I believe this request is based on the misapprehension that it is
possible for this kind of mail to be sent when the receipient has not
personally been asked to do the review.

I think that clarification like "You, not a team you are in, have been
requested to review..." would actually encourage people to believe that
a similar message *could* be sent when a team that they were in was
requested to perform a review.

We could tweak the wording slightly, but if people accept the plain
meaning of the phrase "You have been requested...", they will correctly
understand the situation. I don't see a great need for clarification.

> * whether this is a totally new mp, or a request for a review on a
> new mp, a request for additional review of something already reviewed
> by other people, a request for a re-review of something I myself
> looked at before, a new diff of an existing mp, or a resubmission
> replacing an existing mp

We can certainly look at providing more context here.

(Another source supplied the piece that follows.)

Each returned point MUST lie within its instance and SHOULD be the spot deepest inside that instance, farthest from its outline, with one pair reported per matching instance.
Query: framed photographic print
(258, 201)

>>> If there was a separate cover letter field, we would need to work out
>>> how that meshes with the intended commit message.
>> I don't think they're similar. They have different formats and target
>> audiences.
>
> ... but they're covering similar information?

There is a bit of overlap in content. The commit message usually covers
only what was changed. The cover lettermay cover "what" at greater
length, why the change was made, how it was made and where it was made.

>>> Perhaps it should
>>> be cast as being supplementary to the commit message and also empty.
>> I think that the cover letter is essential, while the commit message is
>> not. Why do you think it should be supplementary?
>
> Eventually, if the mp is accepted, it will have a commit message - at
> least it will be put into the commit of the merge, even if Launchpad
> never knows about it. So at least at that conceptual level, the
> commit message is the key thing.

I don't think Code Review should consider it key if Launchpad need never
know about it. It may make sense to review the commit message at the
same time as the code, to ensure that it, too is up to quality
standards, but it's not an essential ingredient.

For code reviews of any complexity, the cover letter is at least a
helpful guide, and often an absolute necessity. I think that making
them supplementary would make code review much harder to do.